Defendants’ arguments are not persuasive. Defendants concede that they have been aware of the facts that would support the amended pleading, and the Court has granted the parties additional time to conduct discovery, which eliminates that as an issue. Moreover, Defendants have no one but themselves to blame for any delay in the production of insurance policies. It is noteworthy that, at the time of Plaintiff’s motion, “[c]ertain Defendants [were] still refusing to produce responsive insurance policies . . . .” (Mem. at 3.) Thus, Defendants have, at the very least, contributed to the late nature of Plaintiff’s request. (Id.) Plaintiff has not been dilatory and has shown good cause to amend the scheduling order to permit filing the Third Amended Complaint.

2. Prejudice

Plaintiff argues that Defendants will not suffer any prejudice if the Court grants its motion because “[t]he core conduct underlying the Lanham Act claim was already expressly alleged in the operative complaint.” (Mem. at 3.) Defendants themselves admitted that the allegations “were plead years ago in prior complaints against these same defendants.” (Opp. at 2.) Thus, Defendants own admission proves that the Lanham Act claim is no surprise.
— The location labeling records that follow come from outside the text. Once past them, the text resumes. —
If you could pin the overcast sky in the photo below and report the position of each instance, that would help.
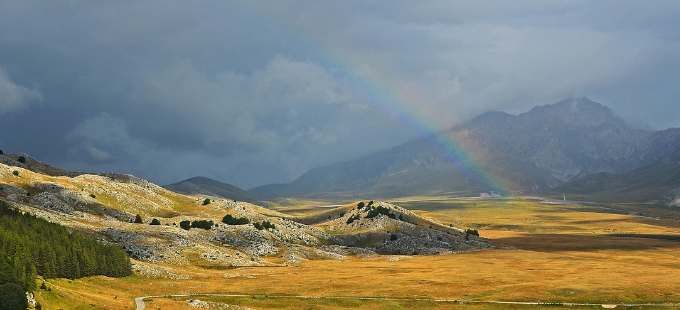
(256, 92)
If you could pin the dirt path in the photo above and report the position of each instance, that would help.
(139, 301)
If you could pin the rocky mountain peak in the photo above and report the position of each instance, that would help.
(575, 113)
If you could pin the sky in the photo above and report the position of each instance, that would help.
(258, 92)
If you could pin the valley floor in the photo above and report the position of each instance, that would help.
(547, 252)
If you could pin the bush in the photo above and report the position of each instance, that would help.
(202, 224)
(380, 210)
(469, 232)
(264, 225)
(230, 220)
(353, 218)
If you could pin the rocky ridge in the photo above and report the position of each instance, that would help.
(105, 206)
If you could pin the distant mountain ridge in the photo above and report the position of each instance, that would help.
(528, 153)
(206, 186)
(657, 183)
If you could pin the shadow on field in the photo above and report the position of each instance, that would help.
(582, 243)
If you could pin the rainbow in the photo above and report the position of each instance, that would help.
(397, 104)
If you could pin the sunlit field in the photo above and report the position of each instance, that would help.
(546, 252)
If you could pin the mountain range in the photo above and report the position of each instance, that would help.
(530, 153)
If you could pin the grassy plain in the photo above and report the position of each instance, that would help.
(548, 252)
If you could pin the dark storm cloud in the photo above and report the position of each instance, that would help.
(258, 92)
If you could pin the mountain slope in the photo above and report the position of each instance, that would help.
(528, 153)
(210, 187)
(155, 225)
(658, 183)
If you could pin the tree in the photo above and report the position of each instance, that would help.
(13, 297)
(469, 232)
(230, 220)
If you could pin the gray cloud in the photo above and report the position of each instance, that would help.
(15, 97)
(254, 92)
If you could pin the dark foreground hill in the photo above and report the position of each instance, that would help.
(529, 153)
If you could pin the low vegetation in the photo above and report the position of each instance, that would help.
(231, 220)
(30, 246)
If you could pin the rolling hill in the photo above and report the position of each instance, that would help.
(529, 153)
(157, 227)
(210, 187)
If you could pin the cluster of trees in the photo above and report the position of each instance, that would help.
(361, 204)
(230, 220)
(264, 225)
(30, 246)
(373, 212)
(186, 225)
(472, 232)
(353, 218)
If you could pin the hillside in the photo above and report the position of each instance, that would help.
(210, 187)
(529, 153)
(177, 229)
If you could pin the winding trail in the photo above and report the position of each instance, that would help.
(139, 301)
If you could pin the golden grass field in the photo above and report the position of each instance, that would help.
(547, 252)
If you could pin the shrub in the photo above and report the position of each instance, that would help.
(264, 225)
(353, 218)
(380, 210)
(202, 224)
(469, 232)
(230, 220)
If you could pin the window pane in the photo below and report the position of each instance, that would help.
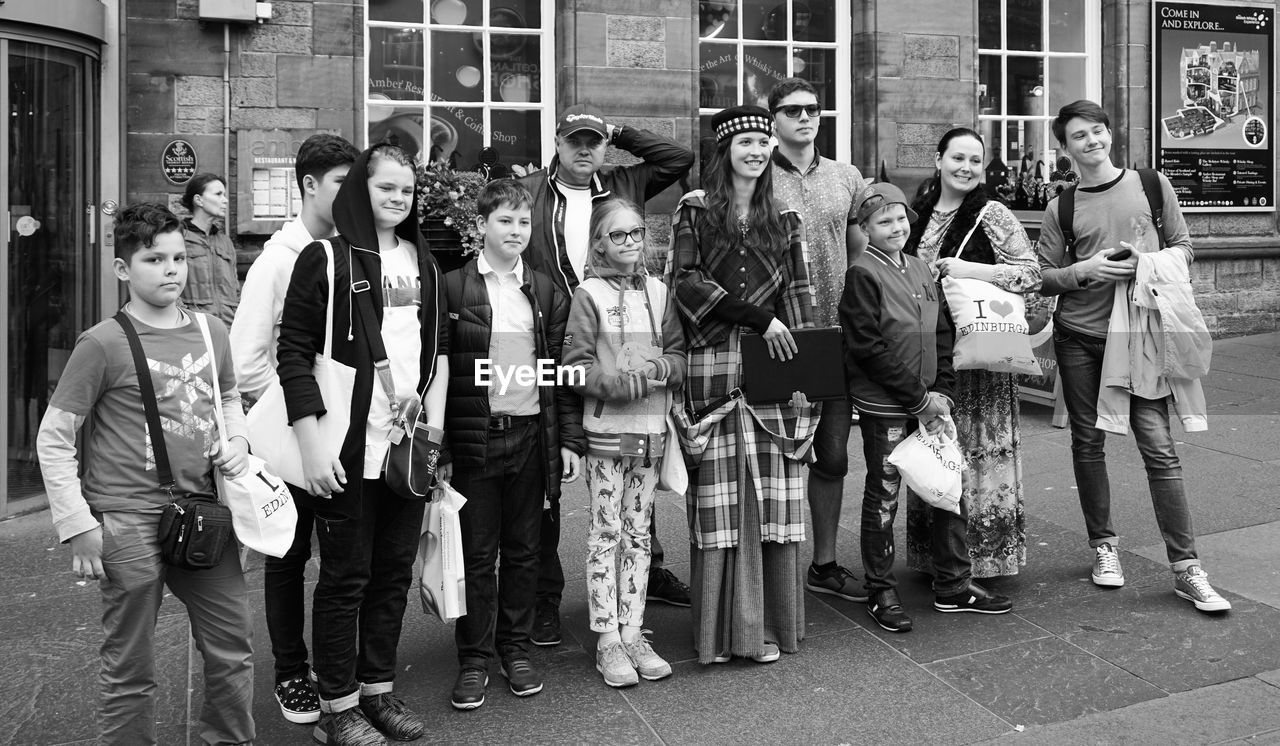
(717, 19)
(396, 64)
(516, 13)
(405, 10)
(455, 12)
(717, 77)
(401, 126)
(1065, 82)
(517, 138)
(988, 24)
(762, 68)
(1027, 86)
(1025, 24)
(456, 67)
(515, 64)
(991, 86)
(1066, 24)
(818, 67)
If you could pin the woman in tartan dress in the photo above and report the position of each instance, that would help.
(739, 264)
(986, 410)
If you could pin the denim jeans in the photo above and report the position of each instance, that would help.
(1079, 364)
(283, 589)
(951, 568)
(366, 566)
(501, 517)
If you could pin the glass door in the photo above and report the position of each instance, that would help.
(48, 255)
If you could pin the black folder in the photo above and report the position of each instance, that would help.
(817, 369)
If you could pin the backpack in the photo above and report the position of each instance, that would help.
(1155, 201)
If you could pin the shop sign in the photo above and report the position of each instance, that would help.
(1214, 104)
(178, 161)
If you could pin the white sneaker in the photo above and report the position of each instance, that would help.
(1106, 567)
(1193, 585)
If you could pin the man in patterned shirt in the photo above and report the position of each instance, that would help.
(823, 192)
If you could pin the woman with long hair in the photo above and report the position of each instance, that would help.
(737, 265)
(986, 411)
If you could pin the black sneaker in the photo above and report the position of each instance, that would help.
(837, 582)
(545, 625)
(347, 728)
(666, 587)
(521, 677)
(974, 599)
(388, 713)
(297, 699)
(469, 689)
(887, 611)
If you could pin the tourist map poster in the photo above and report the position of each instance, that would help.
(1214, 108)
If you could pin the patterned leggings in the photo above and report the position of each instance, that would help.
(621, 509)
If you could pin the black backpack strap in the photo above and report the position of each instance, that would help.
(149, 402)
(1065, 219)
(1155, 200)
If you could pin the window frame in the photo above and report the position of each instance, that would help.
(545, 35)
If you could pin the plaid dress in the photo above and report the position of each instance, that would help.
(775, 439)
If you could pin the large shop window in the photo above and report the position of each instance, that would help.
(745, 46)
(1033, 56)
(467, 81)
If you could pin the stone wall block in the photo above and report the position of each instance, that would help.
(638, 54)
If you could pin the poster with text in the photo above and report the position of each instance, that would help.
(1214, 106)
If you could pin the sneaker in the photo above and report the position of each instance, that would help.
(521, 677)
(974, 599)
(469, 689)
(347, 728)
(297, 699)
(1193, 585)
(389, 714)
(887, 611)
(647, 663)
(545, 625)
(615, 666)
(1106, 567)
(837, 582)
(666, 587)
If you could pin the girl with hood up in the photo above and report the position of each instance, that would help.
(368, 534)
(627, 338)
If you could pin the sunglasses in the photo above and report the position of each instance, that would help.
(792, 110)
(620, 237)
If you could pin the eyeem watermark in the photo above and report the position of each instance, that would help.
(544, 373)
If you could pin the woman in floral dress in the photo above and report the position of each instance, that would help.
(986, 402)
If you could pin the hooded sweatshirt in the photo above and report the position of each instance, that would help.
(304, 323)
(617, 323)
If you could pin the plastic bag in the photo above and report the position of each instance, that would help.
(442, 586)
(932, 466)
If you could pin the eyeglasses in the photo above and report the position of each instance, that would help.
(620, 237)
(792, 110)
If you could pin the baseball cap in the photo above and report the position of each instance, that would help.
(581, 117)
(880, 195)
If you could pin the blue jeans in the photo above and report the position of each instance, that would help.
(951, 567)
(502, 517)
(366, 567)
(1079, 360)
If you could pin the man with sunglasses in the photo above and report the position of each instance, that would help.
(563, 196)
(823, 192)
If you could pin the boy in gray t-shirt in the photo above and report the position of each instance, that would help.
(112, 516)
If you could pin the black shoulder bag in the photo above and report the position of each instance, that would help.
(195, 527)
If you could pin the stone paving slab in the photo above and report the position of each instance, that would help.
(1237, 709)
(1042, 681)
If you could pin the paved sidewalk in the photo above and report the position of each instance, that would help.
(1073, 663)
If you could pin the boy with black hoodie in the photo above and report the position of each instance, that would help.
(368, 534)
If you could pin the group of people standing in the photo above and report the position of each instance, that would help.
(778, 238)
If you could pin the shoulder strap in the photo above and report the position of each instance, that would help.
(1155, 200)
(149, 402)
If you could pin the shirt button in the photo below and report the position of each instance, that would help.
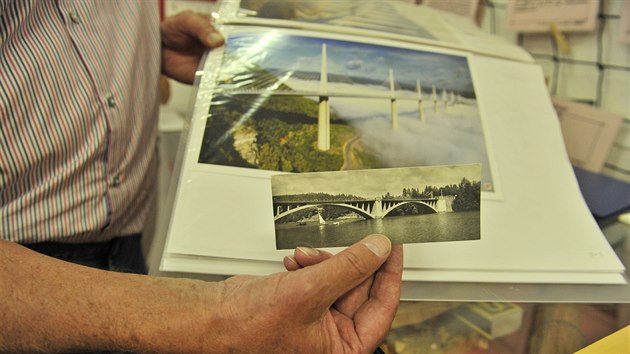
(111, 101)
(74, 17)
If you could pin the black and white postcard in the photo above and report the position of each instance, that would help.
(409, 205)
(298, 103)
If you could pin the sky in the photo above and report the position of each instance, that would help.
(373, 183)
(276, 50)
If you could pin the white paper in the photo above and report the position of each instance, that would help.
(541, 225)
(539, 15)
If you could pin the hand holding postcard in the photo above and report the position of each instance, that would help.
(409, 205)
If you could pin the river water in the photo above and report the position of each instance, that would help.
(400, 229)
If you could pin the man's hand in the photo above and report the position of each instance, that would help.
(335, 304)
(329, 304)
(185, 37)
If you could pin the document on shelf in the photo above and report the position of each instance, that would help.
(540, 15)
(589, 133)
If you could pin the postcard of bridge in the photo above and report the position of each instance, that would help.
(300, 101)
(409, 205)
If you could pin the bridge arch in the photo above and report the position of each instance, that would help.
(424, 206)
(359, 211)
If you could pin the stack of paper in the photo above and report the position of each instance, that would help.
(458, 96)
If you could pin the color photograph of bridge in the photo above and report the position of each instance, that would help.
(410, 205)
(298, 103)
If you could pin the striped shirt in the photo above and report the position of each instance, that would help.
(78, 118)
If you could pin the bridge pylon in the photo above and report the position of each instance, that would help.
(323, 116)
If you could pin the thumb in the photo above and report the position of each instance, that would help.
(347, 269)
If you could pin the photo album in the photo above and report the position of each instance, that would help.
(320, 122)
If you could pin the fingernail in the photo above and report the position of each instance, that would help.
(308, 251)
(379, 244)
(290, 259)
(215, 37)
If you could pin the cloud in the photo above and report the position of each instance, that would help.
(355, 64)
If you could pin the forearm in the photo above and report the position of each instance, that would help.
(50, 305)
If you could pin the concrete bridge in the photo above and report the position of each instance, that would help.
(323, 117)
(370, 208)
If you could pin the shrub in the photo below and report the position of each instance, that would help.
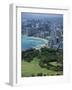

Moreover, Plaintiff argues that “the discovery relating to these two claims is virtually identical and is already in progress.” (Reply at 2.) Initially, Defendants alleged they would suffer prejudice due to looming discovery deadlines. (See (Docket No. 129 [Defendants’ Opp. (“Opp.”)] at 7-8, 10.) However, as the Court has granted the Parties’ stipulation to stay depositions and modify the scheduling order, additional discovery has been allowed past the original November discovery cutoff deadline. (See 11/4/14 Order.) Thus, the prejudice Defendants previously alleged regarding time for discovery has been alleviated by the Parties’ agreement. Additionally, Defendants previously “served discovery related to the false advertising, trade disparagement and unfair competition underlying the existing Sherman Act claim, which is similarly covered by the proposed Lanham Act claim, ” and have recently propounded “contention interrogatories specifically seeking the factual and legal basis of Plaintiff’s Lanham Act claims.” (Reply at 2.)

Thus, because the Lanham Act Plaintiff now seeks to add has a similar substantive and factual basis and is essentially seeking the same relief as Plaintiff’s existing Sherman Act claim, Defendants are not likely to suffer prejudice if amendment is allowed.

Accordingly, because the Court finds that Plaintiff has demonstrated good cause for amendment and that Defendants are not likely to suffer prejudice from such amendment, Plaintiff’s motion is GRANTED.


Accordingly, Plaintiff’s Motion for Leave to File a Third Amended Complaint is GRANTED and the Third Amended Complaint attached to the Kesselman Declaration is DEEMED FILED.